Le juge doit, en tenant compte de tous les éléments d'appréciation, adapter le jeu de l'échelle mobile à la valeur locative équitable au jour de la notification. Le nouveau prix est applicable à partir de cette même date, à moins que les parties ne se soient mises d'accord avant ou pendant l'instance sur une date plus ancienne ou plus récente.
Article 14.
Les notifications régulièrement formées en vertu du décret du 1er juillet 1939 demeurent valables. Les instances ayant fait l'objet d'une décision de rejet fondée sur l'abrogation dudit décret peuvent être renouvelées et le nouveau prix prendra effet à compter du jour de la notification originaire.
Les instances en cours et celles introduites en application de l'alinéa précédent seront poursuivies et jugées conformément aux dispositions et à la procédure prévues par la loi applicable au jour de la notification.
Article l5.
Les dispositions de la. présente loi, à l'exception de l'article 4, sont immédiatement applicables aux contrats en cours.
Jusqu'à leur expiration ou leur renouvellement, ils demeureront soumis, quant à leurs conditions de validité, aux dispositions applicables au jour de leur conclusion, sous réserve des décisions de justice passées en force de chose jugée intervenues en vertu du décret du 22 septembre 1953, entre le 23 septembre 1953 et la date d'application de la loi du 28 décembre 1951 modifiés par la loi n°55-348 du 2 avril 1955.
En matière d'entreprises de transports publics et de location de véhicules industriels, la présente loi n'entrera en vigueur que trois mois après sa publication. Pendant ce délai, le Gouvernement pourra éventuellement prendre un décret fixant les conditions d'application de la loi auxdites entreprises. Ce décret sera contresigné par le garde des sceaux, ministre de la justice, le ministre des travaux publics, des transports et du tourisme et le ministre de l'industrie et du commerce.

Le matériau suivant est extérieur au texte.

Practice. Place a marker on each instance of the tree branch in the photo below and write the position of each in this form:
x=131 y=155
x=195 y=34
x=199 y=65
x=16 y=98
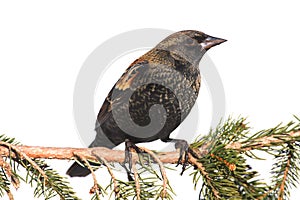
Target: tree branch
x=68 y=153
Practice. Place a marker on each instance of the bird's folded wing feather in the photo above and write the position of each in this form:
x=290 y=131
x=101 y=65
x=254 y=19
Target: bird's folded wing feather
x=133 y=73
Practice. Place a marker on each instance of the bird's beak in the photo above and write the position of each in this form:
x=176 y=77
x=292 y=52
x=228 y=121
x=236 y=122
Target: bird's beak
x=211 y=41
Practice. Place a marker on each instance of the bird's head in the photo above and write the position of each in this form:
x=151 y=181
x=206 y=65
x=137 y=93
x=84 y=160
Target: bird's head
x=189 y=44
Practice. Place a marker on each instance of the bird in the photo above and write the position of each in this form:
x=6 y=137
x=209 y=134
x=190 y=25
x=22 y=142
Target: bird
x=153 y=96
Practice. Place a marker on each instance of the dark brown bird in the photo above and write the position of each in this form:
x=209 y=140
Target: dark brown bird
x=154 y=95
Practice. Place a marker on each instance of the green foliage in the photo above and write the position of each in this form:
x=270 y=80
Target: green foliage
x=49 y=185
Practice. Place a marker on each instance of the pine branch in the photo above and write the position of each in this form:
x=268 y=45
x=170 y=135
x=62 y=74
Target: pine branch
x=218 y=161
x=68 y=153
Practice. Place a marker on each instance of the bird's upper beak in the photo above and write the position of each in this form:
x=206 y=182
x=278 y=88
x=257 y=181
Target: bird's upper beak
x=211 y=41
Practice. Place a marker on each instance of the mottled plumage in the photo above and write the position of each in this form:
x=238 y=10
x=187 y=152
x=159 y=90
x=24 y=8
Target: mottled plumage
x=167 y=75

Les effets des dispositions prévues à l'article 12 du décret n°53-874 du 22 septembre 1953 concernant les contrats de location-gérance qui étaient en cours avant la publication dudit décret, sont reportés à la date de publication de la présente loi. Les présentes dispositions s'appliquent aux instances en cours, sauf s'il est intervenu une décision passée en force de chose jugée.
Article 16.
La présente loi est applicable à l'Algérie.
Article 17.
Sont abrogées toutes dispositions contraires à la présente loi, et notamment :
Le décret n°53-874 du 22 septembre 1953 relatif à la location-gérance de fonds de commerce;
Le décret n°53-963 du 30 septembre 1953 relatif à la location-gérance de fonds de commerce;
L'article 28 de la loi n° 53-1336 du 31 décembre 1953 relative aux comptes spéciaux du Trésor pour l'année 1954;
La loi n°54-1106 du 22 novembre 1954 modifiant et complétant le décret n°53-874 du 22 septembre 1953 relatif à la location-gérance de fonds de commerce, de façon à permettre la revision du prix du loyer des baux portant sur des fonds de commerce lorsque, par le jeu d'une clause d'échelle mobile, ce prix se trouve modifié de plus du quart ;
Les lois n° 54-1281 du 28 décembre 1954 et n° 55-348 du 2 avril 1955 prorogeant les dispositions de l'article 12 du décret n° 53-874 du 22 septembre 1953 relatif à la location-gérance des fonds de commerce.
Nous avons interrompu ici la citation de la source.